7. Show employee recognition
Research shows that employees without a recognition program had a 20% higher intention-to-leave score. Strong employee recognition practices support employee satisfaction and retention. Keeping your team members happy and feeling valued is a long-term process. By implementing a recognition program where you regularly show your appreciation to employees can make a huge impact. Fortunately, it’s not too late to implement a recognition program to begin to create the type of company culture you want.
8. Support employee health and well-being
Health care benefits and employee well-being programs support employee retention. Wellness programs and a healthy work-life balance support your employee’s overall wellness. It’s important for employers to show awareness around health and well-being. Consider how you encourage employees to take time off or take a lunch hour to clear their heads. Workplace wellness offerings can help to secure employees. Creating a wellness program that works for your employees and culture is a challenge. But investing in wellness perks, health insurance, and health benefits packages is crucial for good employee retention.

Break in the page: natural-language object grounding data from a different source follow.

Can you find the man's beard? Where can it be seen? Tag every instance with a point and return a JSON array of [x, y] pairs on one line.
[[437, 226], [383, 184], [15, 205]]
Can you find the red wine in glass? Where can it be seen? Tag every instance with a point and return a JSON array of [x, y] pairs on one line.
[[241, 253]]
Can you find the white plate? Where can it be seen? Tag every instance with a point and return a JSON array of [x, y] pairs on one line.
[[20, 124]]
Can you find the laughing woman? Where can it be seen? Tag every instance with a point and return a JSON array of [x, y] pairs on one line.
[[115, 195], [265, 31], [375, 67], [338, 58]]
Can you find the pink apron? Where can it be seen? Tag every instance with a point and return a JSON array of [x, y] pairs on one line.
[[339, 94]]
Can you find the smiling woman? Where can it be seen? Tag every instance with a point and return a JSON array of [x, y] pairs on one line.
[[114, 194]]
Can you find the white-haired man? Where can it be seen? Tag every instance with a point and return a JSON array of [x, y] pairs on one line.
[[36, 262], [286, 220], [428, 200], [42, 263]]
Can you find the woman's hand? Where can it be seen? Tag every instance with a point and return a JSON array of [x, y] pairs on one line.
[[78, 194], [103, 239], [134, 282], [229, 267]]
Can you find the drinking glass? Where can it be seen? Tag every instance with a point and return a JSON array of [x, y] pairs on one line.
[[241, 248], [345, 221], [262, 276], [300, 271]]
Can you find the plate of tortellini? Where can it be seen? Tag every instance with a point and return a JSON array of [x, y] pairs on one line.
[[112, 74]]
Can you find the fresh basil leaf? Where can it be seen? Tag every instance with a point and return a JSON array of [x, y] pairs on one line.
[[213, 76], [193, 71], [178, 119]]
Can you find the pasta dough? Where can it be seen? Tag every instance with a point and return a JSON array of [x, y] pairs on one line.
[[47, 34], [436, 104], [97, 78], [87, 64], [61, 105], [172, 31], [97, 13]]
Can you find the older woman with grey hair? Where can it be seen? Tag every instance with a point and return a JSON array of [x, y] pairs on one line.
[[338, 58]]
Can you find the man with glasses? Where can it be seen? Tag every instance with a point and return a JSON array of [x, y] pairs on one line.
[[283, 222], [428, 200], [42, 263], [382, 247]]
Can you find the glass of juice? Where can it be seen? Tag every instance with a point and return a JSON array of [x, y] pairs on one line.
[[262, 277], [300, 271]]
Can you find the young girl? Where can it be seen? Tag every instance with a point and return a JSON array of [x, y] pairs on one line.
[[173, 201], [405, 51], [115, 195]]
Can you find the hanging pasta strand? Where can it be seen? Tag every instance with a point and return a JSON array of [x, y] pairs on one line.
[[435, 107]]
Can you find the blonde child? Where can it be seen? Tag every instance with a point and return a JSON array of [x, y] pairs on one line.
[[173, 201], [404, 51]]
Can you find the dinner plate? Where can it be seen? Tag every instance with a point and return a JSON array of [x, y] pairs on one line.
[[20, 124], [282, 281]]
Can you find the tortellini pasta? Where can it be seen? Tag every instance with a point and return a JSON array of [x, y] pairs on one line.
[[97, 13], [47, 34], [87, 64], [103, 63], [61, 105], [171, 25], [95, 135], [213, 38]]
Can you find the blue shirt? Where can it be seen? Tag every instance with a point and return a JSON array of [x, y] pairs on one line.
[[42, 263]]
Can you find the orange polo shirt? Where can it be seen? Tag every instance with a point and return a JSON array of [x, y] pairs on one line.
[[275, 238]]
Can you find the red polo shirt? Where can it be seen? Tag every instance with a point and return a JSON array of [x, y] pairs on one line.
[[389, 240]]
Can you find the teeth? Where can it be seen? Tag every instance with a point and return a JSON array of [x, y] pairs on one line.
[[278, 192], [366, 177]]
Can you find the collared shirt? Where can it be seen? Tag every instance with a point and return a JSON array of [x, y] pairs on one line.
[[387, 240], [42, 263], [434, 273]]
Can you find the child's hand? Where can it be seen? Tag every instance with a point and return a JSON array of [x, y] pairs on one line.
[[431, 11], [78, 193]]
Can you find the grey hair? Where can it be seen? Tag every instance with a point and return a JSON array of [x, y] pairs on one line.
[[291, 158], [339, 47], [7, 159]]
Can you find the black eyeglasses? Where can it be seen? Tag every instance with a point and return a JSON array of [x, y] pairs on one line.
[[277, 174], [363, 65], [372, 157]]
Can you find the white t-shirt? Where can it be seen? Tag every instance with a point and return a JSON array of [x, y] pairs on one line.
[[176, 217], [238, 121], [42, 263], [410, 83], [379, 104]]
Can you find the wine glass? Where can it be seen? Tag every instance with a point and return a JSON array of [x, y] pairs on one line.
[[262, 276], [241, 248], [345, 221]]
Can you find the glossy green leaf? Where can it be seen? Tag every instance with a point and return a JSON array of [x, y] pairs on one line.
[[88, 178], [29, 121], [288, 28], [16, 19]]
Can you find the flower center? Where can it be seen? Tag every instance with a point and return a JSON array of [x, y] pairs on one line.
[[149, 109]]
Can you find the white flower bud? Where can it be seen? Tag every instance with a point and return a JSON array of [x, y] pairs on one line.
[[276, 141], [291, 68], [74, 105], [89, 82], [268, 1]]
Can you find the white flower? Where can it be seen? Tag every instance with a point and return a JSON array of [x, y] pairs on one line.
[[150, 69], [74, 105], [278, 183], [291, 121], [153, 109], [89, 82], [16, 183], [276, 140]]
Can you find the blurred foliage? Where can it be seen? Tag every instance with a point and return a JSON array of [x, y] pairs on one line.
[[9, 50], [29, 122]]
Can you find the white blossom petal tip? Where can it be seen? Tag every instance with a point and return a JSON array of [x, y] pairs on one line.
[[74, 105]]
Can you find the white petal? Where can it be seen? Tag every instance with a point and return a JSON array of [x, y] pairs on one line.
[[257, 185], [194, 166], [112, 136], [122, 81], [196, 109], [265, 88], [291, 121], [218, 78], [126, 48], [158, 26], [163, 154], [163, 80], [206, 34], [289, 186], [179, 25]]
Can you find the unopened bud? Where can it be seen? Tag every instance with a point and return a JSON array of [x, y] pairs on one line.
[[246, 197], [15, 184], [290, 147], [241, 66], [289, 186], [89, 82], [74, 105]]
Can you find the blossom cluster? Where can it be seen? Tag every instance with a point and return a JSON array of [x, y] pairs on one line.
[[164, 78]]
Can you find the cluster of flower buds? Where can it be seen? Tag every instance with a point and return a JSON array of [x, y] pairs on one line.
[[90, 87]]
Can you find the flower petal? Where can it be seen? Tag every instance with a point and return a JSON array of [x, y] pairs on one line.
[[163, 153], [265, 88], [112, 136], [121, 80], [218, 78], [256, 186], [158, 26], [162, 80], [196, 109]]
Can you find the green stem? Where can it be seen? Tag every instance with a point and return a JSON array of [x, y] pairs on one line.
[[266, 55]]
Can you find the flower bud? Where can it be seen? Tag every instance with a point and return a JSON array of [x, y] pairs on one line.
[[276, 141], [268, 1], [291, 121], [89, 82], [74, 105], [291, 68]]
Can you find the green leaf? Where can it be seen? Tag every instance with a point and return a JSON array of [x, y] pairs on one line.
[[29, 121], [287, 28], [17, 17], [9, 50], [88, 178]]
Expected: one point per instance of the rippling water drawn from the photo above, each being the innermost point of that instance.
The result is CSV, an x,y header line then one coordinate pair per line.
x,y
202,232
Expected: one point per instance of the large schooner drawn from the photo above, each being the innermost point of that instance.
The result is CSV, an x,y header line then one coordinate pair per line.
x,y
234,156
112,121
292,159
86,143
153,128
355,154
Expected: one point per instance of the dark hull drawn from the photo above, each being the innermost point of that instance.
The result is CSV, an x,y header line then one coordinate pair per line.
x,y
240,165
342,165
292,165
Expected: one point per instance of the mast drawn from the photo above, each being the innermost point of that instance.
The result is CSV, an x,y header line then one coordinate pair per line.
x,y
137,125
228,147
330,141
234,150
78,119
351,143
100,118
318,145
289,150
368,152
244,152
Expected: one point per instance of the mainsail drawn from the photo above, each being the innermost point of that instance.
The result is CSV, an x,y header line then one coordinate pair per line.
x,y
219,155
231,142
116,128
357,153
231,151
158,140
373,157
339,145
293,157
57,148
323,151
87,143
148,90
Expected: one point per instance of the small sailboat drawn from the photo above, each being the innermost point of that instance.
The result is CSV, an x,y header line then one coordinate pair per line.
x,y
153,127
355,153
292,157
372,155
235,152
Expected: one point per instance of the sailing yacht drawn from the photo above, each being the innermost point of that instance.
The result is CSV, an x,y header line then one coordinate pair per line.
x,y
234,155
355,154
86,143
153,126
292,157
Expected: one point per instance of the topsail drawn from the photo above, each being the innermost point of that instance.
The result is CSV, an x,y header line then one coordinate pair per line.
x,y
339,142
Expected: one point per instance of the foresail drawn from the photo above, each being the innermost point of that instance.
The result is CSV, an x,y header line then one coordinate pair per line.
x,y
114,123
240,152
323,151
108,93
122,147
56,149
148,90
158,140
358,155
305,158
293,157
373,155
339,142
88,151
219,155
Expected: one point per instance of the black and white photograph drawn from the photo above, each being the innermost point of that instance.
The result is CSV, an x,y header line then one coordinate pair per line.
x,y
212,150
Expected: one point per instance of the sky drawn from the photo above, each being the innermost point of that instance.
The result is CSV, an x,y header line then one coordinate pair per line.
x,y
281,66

9. Career advancement opportunities
In addition to learning opportunities, consider career advancement options within your company. Career development and advancement consist of short-term and long-term goals that allow employees to see their current development and future ambitions. Having the ability to grow within a role is vital to job satisfaction. According to Indeed, searching for job growth and career advancement is one of the reasons that employees leave. Many employees leave a job because of a lack of career development options. When employees feel like they can’t progress, it can make them feel stuck and stagnant within a company.
By aligning your employee retention strategies with your company’s mission and goals, you can reduce turnover and increase retention. While employees can come and go, a spike in resignations may be a signal of a much larger problem. By supporting your employees and keeping your staff happy, you can create a positive working environment to help you retain the best employees. Effective employee retention strategies involve a good balance of compensation, career development, flexibility, and a positive working environment. By leveraging employee insights, you can continue to optimize your retention strategy and onboarding process so that it remains relevant for years to come.